プレミアムカートリッジフィルターの湿式または乾式清掃にかかる費用は一見安上がりですが、本当にそうでしょうか?確認してみましょう。
フィルター清掃費用は、新しいフィルターの購入費用よりもかなり安く済みますが、清掃により、フィルター寿命が短くなり効率も低下するため、その節約効果はすぐに失われてしまいます。通常、クリーニング後のフィルターは、再度目詰まりするまでの期間が新しいフィルターの約半分に短縮されます。結果として、クリーニング後のフィルターは交換頻度が高くなり、ダウンタイムも増大し、クリーニング費用も増えていきます。
以下の走査型電子顕微鏡(SEM)画像(図1参照)は新品の高効率メディアと、湿式または乾式清掃後の濾材の違いを示しています。
ご覧のように、清掃後のフィルター濾材には粒子がこびりついています。新品と清掃後のフィルター濾材を比較した独立ラボ試験*から、次のことが明らかになりました。
- フィルタークリーニングはフィルター濾材の強度を低下させ、結果として引張強度が低下し、フィルター寿命が短くなり、構造的な破損が発生する可能性があります。
- フィルタークリーニングにより濾材の細孔が損傷し、デプス捕集が増え、フィルター寿命を縮めることがよくあります。
- フィルタークリーニングにより、ファインファイバーの表面層が劣化し、サブミクロンレベルでの効率が低下します。0.8ミクロンで最大18%の低下になります。
図1 - 新しく清潔なフィルターメディア、湿式クリーニング後、乾式クリーニング後のフィルターメディアのSEM画像の比較。
- フィルタークリーニングではフィルター能力(ダスト捕集容量)が部分的にしか回復せず、その割合は約52.8%に留まります。テストしたフィルターエレメントでは、フィルター寿命の半分以上がすでに失われています。
- 湿式フィルタークリーニングにより、フィルターの難燃加工が失われる場合もあります。
- さらに強力なフィルタークリーニングを行うと、弱い箇所ができたり濾材に穴があいたりすることもあります。
この計算では、使い捨ての安全装置、サービス担当者の移動時間、クリーニング後のフィルターを使用する場合に2倍になるダウンタイムのコストは考慮していません)。
年間で見ると、この平均的なシナリオは、クリーニングしたフィルターを使用する方が新しいフィルターを使用するよりも実際にかかるコストが大きいことを示しています。集塵システムの完全性を損なうために、より多くの費用をかける必要があるでしょうか?
また、フィルターのクリーニングに関して次の点にも注意してください。
フィルタークリーニングに出してから戻ってくるまでに2~3週間かかることがあります。
フィルタークリーニングに出している間に使用する、フィルターとパッケージのスペアセットを用意しておく必要があります。
クリーニングのためにはフィルターの発送や取り扱いが必要で、輸送中にフィルターが破損する可能性もあります。経験値で10~15%
フィルタークリーニング中にフィルターの交差汚染が発生する可能性もあります。
別のお客様が業務で使用し、異なる粒子で汚染されたクリーニング済みのフィルターが返却される可能性もあります。

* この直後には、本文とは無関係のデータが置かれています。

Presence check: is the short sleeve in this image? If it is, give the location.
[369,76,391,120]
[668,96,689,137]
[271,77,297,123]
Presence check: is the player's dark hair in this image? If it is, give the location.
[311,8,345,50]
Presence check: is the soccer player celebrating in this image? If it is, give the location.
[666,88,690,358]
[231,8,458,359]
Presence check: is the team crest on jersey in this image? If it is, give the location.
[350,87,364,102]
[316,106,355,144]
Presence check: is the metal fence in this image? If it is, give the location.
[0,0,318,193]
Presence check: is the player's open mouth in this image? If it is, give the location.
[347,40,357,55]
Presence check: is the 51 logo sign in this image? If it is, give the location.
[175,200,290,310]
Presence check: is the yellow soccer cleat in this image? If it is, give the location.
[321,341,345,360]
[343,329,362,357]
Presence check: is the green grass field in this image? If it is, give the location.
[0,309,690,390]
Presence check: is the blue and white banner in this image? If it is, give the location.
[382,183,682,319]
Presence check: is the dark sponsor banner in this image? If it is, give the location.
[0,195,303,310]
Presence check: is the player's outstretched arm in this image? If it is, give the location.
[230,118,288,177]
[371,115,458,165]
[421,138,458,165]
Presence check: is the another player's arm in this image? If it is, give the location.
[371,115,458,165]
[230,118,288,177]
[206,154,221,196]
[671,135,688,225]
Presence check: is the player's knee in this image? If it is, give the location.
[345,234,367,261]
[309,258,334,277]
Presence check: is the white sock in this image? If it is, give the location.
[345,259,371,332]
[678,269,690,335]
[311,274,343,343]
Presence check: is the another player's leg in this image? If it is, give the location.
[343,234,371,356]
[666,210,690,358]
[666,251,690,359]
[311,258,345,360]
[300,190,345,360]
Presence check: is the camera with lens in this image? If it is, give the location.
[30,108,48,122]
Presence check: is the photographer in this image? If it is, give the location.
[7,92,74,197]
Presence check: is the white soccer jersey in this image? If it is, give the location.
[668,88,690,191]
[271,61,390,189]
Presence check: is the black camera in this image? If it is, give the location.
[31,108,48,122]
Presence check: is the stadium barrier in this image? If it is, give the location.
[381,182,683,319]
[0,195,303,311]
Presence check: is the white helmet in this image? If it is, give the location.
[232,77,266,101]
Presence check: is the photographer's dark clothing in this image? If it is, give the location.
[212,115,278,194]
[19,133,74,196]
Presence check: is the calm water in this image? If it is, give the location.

クリーニング中にフィルターの汚染側から清浄側に汚染物質が移動する可能性もあります。このため、再設置後に汚染物質が工場環境に持ち込まれる可能性もあります。
乾式クリーニングの会社は、破損またはクリーニングできないフィルターを新しい標準グレードのフィルターと交換する権利がありますが、費用はお客様負担となり、おそらく、高効率のフィルターは低効率の製品に置き換えられてしまいます。
集塵機に「クリーニング済み」フィルターと新品のフィルターを混ぜて使用すると、全体的な捕集や効率に悪影響を及ぼします。
肉眼で見るとこのようになっています。
新品のフィルターと乾式クリーニング後のフィルターの最も顕著な違いの1つを以下に示します。
この試験データは、乾式クリーニング後のフィルターが、元のダスト捕集容量の53%近くを失っていることを示しています。言い換えると、クリーニング後のフィルターは、新品で清潔な高性能フィルターの半分以下のフィルター寿命性能しかありません。
集塵機のフィルターをクリーニングに出す前に再度検討することをおすすめします。得策に思えるかも知れませんが、そうとも限らないのです。